Giovanni appare capace di usare lo spazio terapeutico sperimentando scottanti aggrovigliamenti caratterizzati da timori, rabbie e impotenze, stati d’animo che abitano aree depressive potenzialmente capaci di movimenti separativi dentro di sé.
Una sofferenza, come sottolinea il suo terapeuta Roberto Carnevali, dal sapore umile caratterizzata da movimenti osservativi e trasformativi, innanzitutto, rispetto alle proprie dinamiche relazionali intrapsichiche.
Giovanni appare, infatti, capace di sostare nella sofferenza separativa evitando di imbavagliarla dentro di sé. L’altro esterno esiste e compie azioni che possono ferire, addolorare e far sentire molta rabbia e impotenza, non silenziando e/o annientando le proprie responsabilità, bisogni, disattese e incoerenze. Lo psichismo di Giovanni sembra potersi rappresentare attraverso uno spazio psichico sufficientemente differenziato e avulso da qualsiasi spinta legata al sentimento della vendetta.
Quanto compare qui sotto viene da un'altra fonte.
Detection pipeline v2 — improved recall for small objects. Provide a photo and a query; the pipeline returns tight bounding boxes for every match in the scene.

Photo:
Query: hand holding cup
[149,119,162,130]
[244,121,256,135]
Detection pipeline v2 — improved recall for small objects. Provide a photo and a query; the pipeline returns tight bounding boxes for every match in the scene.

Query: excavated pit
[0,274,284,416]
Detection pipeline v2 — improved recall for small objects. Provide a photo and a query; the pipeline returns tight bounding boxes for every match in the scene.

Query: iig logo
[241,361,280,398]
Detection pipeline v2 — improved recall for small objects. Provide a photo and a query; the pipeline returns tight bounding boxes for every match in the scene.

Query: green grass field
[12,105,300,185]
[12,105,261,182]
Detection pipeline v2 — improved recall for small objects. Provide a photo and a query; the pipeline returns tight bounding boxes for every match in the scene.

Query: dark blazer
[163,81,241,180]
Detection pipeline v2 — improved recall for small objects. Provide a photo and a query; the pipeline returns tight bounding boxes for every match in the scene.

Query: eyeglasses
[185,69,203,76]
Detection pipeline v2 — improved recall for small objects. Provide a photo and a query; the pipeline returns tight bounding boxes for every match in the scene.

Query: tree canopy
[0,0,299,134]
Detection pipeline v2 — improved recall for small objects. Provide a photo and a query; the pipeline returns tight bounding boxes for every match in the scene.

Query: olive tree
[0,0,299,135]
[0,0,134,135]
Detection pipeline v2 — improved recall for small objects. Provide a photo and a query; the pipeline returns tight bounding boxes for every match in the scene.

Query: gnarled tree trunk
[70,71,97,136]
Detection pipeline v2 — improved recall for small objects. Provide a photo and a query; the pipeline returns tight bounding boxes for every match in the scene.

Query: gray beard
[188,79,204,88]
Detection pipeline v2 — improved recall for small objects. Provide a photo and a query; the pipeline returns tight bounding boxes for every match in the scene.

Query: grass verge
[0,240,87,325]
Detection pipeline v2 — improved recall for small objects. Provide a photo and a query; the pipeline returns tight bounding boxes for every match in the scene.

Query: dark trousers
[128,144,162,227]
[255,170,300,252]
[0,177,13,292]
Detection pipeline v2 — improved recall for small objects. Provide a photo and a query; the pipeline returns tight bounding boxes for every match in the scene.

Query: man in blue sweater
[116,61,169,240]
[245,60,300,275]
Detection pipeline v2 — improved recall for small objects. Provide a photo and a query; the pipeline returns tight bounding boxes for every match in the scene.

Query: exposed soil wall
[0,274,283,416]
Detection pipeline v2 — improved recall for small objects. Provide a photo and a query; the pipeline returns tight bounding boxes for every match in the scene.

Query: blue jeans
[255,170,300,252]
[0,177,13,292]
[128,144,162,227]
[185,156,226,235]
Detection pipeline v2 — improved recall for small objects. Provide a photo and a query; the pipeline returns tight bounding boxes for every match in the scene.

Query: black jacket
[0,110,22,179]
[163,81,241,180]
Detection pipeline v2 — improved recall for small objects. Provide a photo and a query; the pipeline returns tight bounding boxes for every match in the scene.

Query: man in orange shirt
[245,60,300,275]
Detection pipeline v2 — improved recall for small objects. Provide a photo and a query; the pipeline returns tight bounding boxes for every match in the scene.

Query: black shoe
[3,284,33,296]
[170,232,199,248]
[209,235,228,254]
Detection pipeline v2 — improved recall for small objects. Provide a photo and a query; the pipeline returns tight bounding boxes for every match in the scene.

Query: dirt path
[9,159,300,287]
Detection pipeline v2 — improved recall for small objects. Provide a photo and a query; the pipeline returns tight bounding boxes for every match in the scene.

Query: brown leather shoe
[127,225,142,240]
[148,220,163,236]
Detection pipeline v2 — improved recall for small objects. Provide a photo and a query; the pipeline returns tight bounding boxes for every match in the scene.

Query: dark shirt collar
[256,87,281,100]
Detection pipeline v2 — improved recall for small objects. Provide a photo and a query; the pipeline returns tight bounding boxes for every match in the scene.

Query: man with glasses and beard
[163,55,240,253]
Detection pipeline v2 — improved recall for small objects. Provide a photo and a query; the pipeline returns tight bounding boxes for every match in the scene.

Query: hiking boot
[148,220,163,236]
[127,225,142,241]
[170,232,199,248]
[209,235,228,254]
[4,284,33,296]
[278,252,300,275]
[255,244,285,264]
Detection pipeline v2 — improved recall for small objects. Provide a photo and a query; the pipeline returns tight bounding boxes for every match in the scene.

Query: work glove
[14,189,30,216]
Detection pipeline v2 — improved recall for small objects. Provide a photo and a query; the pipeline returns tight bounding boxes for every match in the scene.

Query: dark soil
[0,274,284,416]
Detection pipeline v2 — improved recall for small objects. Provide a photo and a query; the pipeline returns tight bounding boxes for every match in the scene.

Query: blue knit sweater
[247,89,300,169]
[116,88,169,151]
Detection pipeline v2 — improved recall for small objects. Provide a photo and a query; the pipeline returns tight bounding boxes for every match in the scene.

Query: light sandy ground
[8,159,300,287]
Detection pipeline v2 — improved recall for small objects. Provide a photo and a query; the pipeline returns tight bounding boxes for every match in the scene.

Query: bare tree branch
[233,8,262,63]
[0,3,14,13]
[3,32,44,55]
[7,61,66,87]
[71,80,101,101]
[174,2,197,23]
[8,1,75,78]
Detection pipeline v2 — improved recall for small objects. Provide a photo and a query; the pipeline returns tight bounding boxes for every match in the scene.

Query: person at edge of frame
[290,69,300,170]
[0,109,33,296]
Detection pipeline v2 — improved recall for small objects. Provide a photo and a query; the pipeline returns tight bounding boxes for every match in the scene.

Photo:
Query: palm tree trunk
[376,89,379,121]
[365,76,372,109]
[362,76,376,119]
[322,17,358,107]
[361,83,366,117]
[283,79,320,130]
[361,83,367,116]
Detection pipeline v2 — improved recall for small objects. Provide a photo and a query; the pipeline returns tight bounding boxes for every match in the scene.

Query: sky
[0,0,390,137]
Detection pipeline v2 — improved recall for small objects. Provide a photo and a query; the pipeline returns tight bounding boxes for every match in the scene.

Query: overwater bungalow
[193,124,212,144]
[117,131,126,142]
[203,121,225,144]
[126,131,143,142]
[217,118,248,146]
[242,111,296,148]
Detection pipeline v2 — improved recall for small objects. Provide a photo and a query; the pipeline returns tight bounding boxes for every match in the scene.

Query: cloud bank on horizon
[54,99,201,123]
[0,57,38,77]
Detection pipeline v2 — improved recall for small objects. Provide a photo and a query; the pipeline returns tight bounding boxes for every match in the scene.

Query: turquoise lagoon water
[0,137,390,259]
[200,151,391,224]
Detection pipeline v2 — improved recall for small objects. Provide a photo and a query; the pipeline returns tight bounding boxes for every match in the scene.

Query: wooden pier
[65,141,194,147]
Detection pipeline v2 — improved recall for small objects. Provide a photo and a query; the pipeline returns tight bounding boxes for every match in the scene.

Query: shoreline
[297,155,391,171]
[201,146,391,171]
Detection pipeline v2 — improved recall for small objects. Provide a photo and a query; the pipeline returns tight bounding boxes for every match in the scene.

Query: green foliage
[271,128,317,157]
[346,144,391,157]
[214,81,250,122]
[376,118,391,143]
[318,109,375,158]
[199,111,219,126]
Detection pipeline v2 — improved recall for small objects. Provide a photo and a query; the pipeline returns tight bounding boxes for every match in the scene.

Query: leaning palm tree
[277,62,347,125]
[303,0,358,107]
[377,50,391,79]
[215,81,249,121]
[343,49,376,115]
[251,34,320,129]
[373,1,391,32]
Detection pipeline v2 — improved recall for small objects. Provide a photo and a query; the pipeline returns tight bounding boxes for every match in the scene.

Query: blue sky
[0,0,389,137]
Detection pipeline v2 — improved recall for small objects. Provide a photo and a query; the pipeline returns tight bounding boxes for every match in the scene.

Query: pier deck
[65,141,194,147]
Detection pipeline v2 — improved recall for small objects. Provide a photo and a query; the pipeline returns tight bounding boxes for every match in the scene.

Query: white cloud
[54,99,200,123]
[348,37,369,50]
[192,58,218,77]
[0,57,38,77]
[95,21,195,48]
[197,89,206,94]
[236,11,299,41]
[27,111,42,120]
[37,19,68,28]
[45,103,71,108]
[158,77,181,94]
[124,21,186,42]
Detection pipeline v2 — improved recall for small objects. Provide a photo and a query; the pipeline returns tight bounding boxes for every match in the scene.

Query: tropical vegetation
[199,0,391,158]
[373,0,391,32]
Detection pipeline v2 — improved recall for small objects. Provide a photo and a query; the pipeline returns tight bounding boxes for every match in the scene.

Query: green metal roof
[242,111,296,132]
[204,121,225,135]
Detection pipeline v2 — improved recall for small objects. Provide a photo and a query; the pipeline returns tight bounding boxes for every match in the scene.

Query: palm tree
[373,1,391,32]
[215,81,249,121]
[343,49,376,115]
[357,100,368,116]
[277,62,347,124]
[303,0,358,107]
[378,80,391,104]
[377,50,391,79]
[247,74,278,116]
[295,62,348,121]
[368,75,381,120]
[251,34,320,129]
La vendetta appare un sentimento potenzialmente rintracciabile all’interno di funzionamenti psichici prevalentemente proiettivi funzionali a “tenere in vita” una mente tradita, offesa, persecutoria, ma al contempo incapace di trasformare dentro di sé tali mal-tolti subiti, aguzzini e colpevolezze. Sarà l’impossibilità a “perdonarsi” che farà scatenare eventuali sentimenti di rivendicazione verso l’esterno.
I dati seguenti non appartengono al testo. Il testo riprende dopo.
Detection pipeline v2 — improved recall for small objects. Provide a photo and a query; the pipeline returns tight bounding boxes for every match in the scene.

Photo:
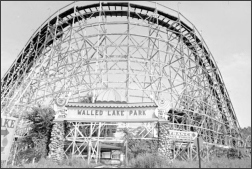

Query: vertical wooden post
[190,143,192,162]
[88,123,93,164]
[72,123,77,156]
[206,144,209,162]
[125,140,128,166]
[158,122,160,150]
[88,141,91,164]
[96,122,101,164]
[197,137,201,168]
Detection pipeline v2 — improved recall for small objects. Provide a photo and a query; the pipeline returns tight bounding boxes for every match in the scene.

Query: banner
[1,116,18,167]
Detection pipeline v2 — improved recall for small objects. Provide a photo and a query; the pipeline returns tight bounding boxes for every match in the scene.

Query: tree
[240,126,251,140]
[17,106,55,162]
[122,127,158,162]
[122,128,133,165]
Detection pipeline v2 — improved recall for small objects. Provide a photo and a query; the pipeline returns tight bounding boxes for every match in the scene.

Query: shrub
[22,158,59,168]
[129,153,251,168]
[170,157,251,168]
[7,157,99,168]
[15,148,42,165]
[12,106,56,165]
[227,148,245,159]
[129,153,171,168]
[204,157,251,168]
[6,158,59,168]
[60,157,94,168]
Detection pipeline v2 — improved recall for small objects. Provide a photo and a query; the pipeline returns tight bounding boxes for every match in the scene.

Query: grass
[171,157,251,168]
[129,153,172,168]
[129,153,251,168]
[7,154,251,168]
[6,157,99,168]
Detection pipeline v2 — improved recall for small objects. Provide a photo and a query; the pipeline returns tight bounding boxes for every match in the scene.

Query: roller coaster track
[1,1,242,146]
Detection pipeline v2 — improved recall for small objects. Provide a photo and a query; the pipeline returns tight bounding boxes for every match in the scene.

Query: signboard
[55,107,68,119]
[15,124,32,137]
[62,108,157,121]
[1,116,18,167]
[154,99,170,120]
[54,93,71,119]
[155,108,168,120]
[167,130,198,141]
[194,136,204,148]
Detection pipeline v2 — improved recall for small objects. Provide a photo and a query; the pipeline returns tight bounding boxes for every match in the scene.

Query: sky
[1,1,251,128]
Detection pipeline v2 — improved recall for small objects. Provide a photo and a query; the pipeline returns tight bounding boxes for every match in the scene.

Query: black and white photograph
[1,1,251,168]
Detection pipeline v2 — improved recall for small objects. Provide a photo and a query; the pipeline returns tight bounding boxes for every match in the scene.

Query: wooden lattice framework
[61,120,227,163]
[1,1,244,162]
[63,121,159,163]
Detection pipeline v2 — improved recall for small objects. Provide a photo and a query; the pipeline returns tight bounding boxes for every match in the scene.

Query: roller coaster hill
[1,1,249,163]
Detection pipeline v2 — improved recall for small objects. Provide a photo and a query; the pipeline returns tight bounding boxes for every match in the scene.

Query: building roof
[66,101,157,108]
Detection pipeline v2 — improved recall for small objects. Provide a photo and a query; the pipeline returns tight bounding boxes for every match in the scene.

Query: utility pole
[197,136,201,168]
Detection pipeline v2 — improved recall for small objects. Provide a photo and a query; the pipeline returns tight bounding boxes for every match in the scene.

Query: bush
[60,157,96,168]
[7,157,99,168]
[227,148,245,159]
[16,106,56,164]
[22,158,59,168]
[125,139,158,160]
[15,148,42,165]
[204,157,251,168]
[6,158,58,168]
[129,153,172,168]
[170,157,251,168]
[8,155,250,168]
[129,153,251,168]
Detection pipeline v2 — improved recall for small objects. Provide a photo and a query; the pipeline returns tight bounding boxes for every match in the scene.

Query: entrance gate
[63,121,158,164]
[48,101,240,164]
[51,120,215,164]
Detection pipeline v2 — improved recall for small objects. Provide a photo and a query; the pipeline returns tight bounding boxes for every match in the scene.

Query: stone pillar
[48,121,65,163]
[158,123,173,161]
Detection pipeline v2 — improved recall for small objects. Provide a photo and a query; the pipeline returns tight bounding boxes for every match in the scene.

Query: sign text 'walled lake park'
[64,108,157,120]
[78,109,147,116]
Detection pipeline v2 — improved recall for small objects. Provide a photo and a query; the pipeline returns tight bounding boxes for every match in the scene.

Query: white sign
[194,136,204,148]
[63,108,157,120]
[15,124,32,137]
[55,107,68,119]
[102,152,111,159]
[1,116,18,167]
[54,94,71,119]
[152,98,170,120]
[167,130,198,141]
[155,108,169,120]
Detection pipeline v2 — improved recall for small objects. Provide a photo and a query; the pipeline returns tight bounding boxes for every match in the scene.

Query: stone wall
[158,123,173,160]
[48,122,65,163]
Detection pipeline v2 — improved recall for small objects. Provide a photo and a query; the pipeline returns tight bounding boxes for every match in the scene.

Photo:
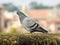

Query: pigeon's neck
[19,15,27,23]
[17,11,27,23]
[20,14,26,17]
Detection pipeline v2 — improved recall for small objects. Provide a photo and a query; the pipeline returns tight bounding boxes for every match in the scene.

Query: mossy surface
[0,33,60,45]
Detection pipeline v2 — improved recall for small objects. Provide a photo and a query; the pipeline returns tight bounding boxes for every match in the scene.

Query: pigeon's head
[17,10,26,17]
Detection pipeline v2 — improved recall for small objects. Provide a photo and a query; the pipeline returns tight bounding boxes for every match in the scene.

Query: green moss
[0,33,60,45]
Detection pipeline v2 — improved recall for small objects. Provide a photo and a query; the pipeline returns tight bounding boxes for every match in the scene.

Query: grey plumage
[17,10,48,33]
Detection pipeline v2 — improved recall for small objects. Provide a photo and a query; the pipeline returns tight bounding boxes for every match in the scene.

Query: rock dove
[17,10,48,33]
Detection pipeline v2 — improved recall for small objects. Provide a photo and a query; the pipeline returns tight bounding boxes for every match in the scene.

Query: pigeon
[17,10,48,33]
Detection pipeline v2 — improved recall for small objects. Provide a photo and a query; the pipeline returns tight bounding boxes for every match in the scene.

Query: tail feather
[30,28,48,33]
[37,27,48,33]
[36,30,48,33]
[31,27,48,33]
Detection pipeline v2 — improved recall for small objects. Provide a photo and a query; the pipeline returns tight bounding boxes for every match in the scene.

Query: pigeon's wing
[21,17,36,31]
[22,17,48,33]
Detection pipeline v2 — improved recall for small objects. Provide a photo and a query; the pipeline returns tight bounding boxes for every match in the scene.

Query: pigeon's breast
[22,17,36,27]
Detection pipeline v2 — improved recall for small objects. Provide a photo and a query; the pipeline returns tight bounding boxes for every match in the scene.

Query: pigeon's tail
[36,27,48,33]
[40,29,48,33]
[30,29,48,33]
[37,27,48,33]
[30,28,48,33]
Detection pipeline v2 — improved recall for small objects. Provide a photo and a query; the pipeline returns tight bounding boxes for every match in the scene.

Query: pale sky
[0,0,60,6]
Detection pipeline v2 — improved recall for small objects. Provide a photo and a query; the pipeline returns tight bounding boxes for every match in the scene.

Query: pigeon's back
[22,17,36,28]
Sappiamo che vendicare esternamente un torto subito non allevierà la ferita interna subita, al contrario la rabbia agita attraverso la rivendicazione non farà altro che esacerbare le profonde ferite, frustrazioni e impotenze ritardando e/o evitando un personale processo riparativo.
La spinta a perdonare l’altro esterno, ritengo, sia differente dalla possibilità riparativa di metabolizzazione della sofferenza derivata dal sopruso esterno nel proprio intrapsichico. Una violenza subita, un dolore esterno, una traumaticità sperimentata per cause esterne, sempre, saranno rappresentazioni del processo di perdita, “strappi” più o meno violenti che si depositeranno all’interno del sentire psichico permanendo come esperienze traumatiche.
E certamente la sopravvivenza psichica dell’uomo unita alle “traumatiche” violenze che l’uomo sa infliggere e, al tempo stesso, patire tracceranno le infinite possibilità comportamentali dell’esistere umano.
Ciascuno, infatti, è ciò che ha emotivamente respirato all’interno di quel primario ambiente relazionale dove, per dirla alla Bion, avrà sperimentato quel “primo curriculum di apprendimento” affettivo-relazionale responsabile dell’originarsi di impronte affettive intrapsichiche, basi per le infinite dinamiche relazionali.
Infine, sentire il bisogno di essere perdonati da coloro a cui si è arrecata sofferenza mi appare un “bisogno” che parla di un Sé simil-simbiotico, un movimento difensivo funzionale a tenere “silenziate” emozioni non avvicinabili.